So weit, so unproblematisch. Komplexere Ansprüche stellt der Umgang mit dem karibischen Patois5, einer Varietät des Englischen, die von allen auf Antigua geborenen Figuren im Buch gesprochen wird, nicht nur von Barry, sondern auch von seinem Geliebten Morris und seiner Frau Carmel, der zweiten großen Stimme im Buch. Da stehe ich vor einer der Grundfragen beim Übersetzen aus dem Englischen: Wie markiere ich solche Varietäten? Es gibt kein karibisches Deutsch, so wie es kein historisch gewachsenes „Black German“ gibt, das uns Englischübersetzenden als Äquivalent zum Black American English dienen könnte. Wenn wir solche Varietäten deutlich markieren wollen, müssen wir, es führt kein Weg daran vorbei, im Deutschen eine Art Kunstsprache bauen.

Ich bin weder die Erste noch die Letzte, die vor dieser Herausforderung steht, lese mit Spannung und Gewinn, was andere dazu geschrieben haben6, und komme immer wieder zu dem Schluss: Die letztgültige One-fits-all-Lösung gibt es nicht, kann es gar nicht geben. Es hängt, wie alles literarische Übersetzen, vom Kontext ab, vom jeweiligen Buch und seinen Anforderungen, von den Figuren und ihren Lebensumständen und -erfahrungen im Kosmos der jeweiligen Fiktion. Dass ich markieren muss, ist klar – die Frage ist aber immer wieder von neuem: Wie genau – und wie stark?

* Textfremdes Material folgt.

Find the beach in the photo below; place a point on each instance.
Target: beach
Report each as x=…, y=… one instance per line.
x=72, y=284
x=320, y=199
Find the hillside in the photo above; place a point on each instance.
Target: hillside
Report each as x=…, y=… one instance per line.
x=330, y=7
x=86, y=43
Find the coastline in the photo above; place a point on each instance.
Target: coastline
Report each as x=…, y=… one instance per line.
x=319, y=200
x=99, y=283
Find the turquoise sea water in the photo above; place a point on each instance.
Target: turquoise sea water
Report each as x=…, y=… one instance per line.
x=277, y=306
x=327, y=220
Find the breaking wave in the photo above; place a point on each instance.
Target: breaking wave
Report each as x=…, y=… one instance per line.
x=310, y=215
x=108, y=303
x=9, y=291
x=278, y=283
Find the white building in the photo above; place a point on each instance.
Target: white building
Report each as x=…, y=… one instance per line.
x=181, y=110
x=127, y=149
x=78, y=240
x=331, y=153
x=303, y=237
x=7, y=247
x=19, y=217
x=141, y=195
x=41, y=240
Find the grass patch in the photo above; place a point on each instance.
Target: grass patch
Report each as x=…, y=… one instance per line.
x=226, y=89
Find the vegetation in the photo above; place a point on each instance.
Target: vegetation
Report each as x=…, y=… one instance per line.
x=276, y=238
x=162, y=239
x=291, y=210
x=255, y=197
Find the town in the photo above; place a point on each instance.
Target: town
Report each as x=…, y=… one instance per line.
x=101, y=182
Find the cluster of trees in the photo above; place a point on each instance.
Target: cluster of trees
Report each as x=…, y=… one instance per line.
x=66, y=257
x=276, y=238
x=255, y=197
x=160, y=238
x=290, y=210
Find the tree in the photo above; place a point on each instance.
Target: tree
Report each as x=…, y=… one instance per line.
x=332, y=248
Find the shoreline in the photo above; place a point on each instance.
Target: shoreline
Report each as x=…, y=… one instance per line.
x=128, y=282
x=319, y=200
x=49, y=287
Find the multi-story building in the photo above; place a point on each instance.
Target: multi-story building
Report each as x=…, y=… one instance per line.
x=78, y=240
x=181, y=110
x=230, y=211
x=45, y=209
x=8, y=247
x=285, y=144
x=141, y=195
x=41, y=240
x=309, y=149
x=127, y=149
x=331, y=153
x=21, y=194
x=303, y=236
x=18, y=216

Alle Figuren, die in diesem Buch Patois sprechen, tun es auf eher reduzierte Weise, in Form leichter Abweichungen vom Standard-Englisch, die einem englischsprachigen Publikum zwar auffallen, aber nicht – oder nur selten – so weit reichen, dass sie ohne weitere Vorbildung oder Recherchen nicht zu verstehen wären. Es ist eine Art pan-karibisches Patois, das nicht klar der Insel Antigua zugeordnet ist – was von der Autorin selbst durchaus kritisch reflektiert wird.7 Sie entscheidet sich aber dennoch dafür, im Sinne der Lesefreundlichkeit für ihr englischsprachiges Publikum. Dieses Wissen macht es auch mir leichter: Um einem deutschsprachigen Publikum den gleichen Eindruck zu vermitteln – Stichwort: Wirkungsäquivalenz –, entscheide ich mich für eine eher sanfte Markierung, die über das rein Umgangssprachlich-Mündliche nur leicht hinausgeht und die ich zwar dosiere – denn Verschleifungen und Auslassungen können im Deutschen auch schnell mal nerven –, innerhalb dieser Dosierung aber konsequent durchziehe. Bei Verben im Präsens fällt das End-E weg, bei Verben (samt den von ihnen abgeleiteten Substantiven), die auf „-ehen“ enden, wird das letzte E gestrichen – „gehn“, „sehn“, „bestehn“ –, unbestimmte Artikel werden grundsätzlich zu „ne“ und „nen“8, manchmal entfallen sie aber auch ganz. Dazu kommt eine rhythmisierte Satzstruktur mit Inversionen und Umstellungen, wie sie nicht immer ganz der gängigen deutschen Idiomatik entsprechen. Auch ein Subjekt ist nicht in jedem Satz zwingend erforderlich. So werden die Grenzen der deutschen Sprache sparsam gedehnt und erweitert, nicht so stark allerdings, dass es aufdringlich9 oder nicht mehr authentisch wirkt. Ganz wichtig auch: Nicht jede Abweichung im Englischen bedarf immer auch einer im Deutschen – es geht darum, mittels der verschiedenen Bauteile einen Gesamtsound zu erzielen, der überzeugt, und dafür genügt es oft, nur anzudeuten. Wie auf der Theaterbühne, wo beispielsweise eine körperliche Beeinträchtigung auch nicht die ganze Zeit ausgespielt werden muss; es genügt, sie dem Publikum immer wieder einmal punktuell in Erinnerung zu rufen.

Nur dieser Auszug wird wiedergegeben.